Sep 23, 2012
On September 11th, over a million people took to the streets in a European city that has, in recent years, become one of the more popular tourist destinations in the world.
And as anyone who has was there to witness the run-up to the event in recent weeks and months knows, this was no routine exercise in blowing off steam.
Most well-informed Europeans and Americans are aware that a sizable part of the population of the Basque Country--which straddles the Spanish-French border on the Atlantic end of the Pyrenees--do not consider themselves Spanish or French and would thus be quite content to have a state of their own.
What most of these same people don't know, however, is that in Catalonia, which straddles the same Spanish-French mountain border on its Mediterranean extreme, the population's sense of belonging to a society that is quite distinct from that of the rest of Spain--in language, in culture and, yes, basic modes of social comportment--is probably just as widely subscribed as it is in the Basque Country.
The big difference in this game of perception is the role that strident rhetoric, and with it, carefully planned acts of violence, have played within each nation's drive for greater political power.
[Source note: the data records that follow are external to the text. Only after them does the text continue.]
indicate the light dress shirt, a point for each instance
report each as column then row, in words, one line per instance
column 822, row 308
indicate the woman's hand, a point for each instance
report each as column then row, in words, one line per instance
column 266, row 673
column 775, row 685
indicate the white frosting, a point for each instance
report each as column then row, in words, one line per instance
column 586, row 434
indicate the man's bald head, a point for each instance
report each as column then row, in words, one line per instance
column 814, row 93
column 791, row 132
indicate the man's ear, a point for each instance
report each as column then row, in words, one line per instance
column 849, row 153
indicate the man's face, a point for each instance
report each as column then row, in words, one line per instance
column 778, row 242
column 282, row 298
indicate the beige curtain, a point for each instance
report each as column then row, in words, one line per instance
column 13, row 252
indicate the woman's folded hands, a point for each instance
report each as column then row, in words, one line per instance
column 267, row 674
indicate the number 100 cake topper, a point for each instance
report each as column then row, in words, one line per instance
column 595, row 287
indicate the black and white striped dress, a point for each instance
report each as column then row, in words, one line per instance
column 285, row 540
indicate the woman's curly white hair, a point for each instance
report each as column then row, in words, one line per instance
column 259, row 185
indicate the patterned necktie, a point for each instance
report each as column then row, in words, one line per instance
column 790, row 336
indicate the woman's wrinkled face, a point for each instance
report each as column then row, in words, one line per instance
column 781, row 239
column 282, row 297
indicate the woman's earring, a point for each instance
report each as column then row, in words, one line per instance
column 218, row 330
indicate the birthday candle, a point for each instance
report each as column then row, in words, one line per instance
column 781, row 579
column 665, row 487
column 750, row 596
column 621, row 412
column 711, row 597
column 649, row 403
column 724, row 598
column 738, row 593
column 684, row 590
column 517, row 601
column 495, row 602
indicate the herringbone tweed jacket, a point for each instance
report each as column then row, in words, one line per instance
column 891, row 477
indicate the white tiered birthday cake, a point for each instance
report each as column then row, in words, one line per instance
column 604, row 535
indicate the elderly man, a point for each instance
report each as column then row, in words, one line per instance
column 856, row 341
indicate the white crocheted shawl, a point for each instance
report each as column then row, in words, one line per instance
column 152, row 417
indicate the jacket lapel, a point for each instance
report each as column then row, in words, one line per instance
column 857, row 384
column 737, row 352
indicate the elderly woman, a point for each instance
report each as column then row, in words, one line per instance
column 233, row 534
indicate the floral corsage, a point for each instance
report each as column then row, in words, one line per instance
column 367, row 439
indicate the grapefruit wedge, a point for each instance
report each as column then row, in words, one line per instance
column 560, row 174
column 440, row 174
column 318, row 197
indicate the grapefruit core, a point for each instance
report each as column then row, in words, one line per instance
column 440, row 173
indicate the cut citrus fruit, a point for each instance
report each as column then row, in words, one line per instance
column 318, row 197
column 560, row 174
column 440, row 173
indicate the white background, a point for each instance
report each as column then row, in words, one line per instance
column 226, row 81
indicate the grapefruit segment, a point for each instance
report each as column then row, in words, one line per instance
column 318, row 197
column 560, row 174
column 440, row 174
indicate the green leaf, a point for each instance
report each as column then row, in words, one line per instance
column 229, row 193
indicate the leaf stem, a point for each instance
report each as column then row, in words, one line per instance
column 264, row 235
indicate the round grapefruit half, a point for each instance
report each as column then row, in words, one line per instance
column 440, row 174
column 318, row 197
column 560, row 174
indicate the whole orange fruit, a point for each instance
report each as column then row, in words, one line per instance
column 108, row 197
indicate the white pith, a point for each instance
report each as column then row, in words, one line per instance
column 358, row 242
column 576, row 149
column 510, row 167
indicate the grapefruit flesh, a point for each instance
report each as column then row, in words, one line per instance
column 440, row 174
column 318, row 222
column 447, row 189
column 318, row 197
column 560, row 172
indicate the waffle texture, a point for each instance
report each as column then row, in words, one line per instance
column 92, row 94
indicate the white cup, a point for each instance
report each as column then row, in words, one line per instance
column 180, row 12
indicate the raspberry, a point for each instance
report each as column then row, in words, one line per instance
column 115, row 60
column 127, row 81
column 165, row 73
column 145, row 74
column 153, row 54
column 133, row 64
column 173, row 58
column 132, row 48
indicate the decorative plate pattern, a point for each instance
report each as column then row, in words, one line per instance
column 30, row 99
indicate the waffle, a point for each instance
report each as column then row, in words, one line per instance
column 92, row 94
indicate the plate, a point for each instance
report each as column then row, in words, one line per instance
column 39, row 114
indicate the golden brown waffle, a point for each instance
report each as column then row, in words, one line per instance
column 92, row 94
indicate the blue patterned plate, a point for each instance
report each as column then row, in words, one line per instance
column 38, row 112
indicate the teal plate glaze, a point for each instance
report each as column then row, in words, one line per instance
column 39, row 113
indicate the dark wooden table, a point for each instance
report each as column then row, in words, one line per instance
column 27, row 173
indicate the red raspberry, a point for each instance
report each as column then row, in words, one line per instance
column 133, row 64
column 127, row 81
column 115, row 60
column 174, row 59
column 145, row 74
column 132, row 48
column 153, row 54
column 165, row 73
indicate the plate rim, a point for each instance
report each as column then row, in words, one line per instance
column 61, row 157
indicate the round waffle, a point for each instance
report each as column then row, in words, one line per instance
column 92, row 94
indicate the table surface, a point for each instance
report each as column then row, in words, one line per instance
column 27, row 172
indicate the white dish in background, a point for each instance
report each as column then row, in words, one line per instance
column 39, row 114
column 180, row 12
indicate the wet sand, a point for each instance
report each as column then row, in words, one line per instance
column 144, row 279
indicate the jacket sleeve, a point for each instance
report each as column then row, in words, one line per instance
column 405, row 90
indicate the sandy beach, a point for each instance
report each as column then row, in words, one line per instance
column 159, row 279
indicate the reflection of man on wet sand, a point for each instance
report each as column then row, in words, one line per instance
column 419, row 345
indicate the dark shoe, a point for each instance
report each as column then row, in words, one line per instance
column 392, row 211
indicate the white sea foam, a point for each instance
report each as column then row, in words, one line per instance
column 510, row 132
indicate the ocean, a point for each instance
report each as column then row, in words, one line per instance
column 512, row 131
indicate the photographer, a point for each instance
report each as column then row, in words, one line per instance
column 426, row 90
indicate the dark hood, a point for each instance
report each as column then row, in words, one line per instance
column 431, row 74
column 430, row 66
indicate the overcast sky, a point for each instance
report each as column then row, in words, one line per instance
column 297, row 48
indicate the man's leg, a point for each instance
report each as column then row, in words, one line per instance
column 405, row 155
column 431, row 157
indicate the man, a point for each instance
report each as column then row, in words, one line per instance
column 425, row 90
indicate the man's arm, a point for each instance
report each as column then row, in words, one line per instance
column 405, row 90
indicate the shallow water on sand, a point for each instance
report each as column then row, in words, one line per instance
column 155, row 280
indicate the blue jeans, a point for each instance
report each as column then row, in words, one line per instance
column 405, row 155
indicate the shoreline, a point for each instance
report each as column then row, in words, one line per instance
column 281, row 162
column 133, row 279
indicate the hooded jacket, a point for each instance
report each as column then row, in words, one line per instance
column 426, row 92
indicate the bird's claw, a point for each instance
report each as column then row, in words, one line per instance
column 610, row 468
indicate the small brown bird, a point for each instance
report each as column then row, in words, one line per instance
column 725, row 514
Since the late 1950s, a small but important faction of the Basque nationalist movement has spoken openly about independence and how one is justified in using violence to achieve that end. Though most of these same groups have now renounced the use of force, their half-century record of bombings and assassinations are hard to overlook, especially for a media establishment that craves blood-soaked story lines.
During the same period, neither the rhetoric of independence nor the mythology and practice of armed struggle were ever major parts of the of the Catalan nationalist movement.
True to their deeply ingrained tradition (forged during their thousand year experience as traders all across the Mediterranean basin) of resolving social conflicts through negotiation rather than violence, the Catalans have always sought pursue their national interests through pacts with the national government in Madrid.
This, despite the fact that Madrid has never shown much reticence about using violence to quash Catalan national aspirations whenever it felt the need to do so, as was the case in 1714, 1923, and most recently, during the nearly four decades of the Franco dictatorship (1939-1975).
To put it simply, if The Basques are the wild children of the Iberian mix of nationalities, then the Catalans are the prudent uncles, always careful to choose their words and avoid the possibility of unnecessarily inflaming tensions with the rest of Spain.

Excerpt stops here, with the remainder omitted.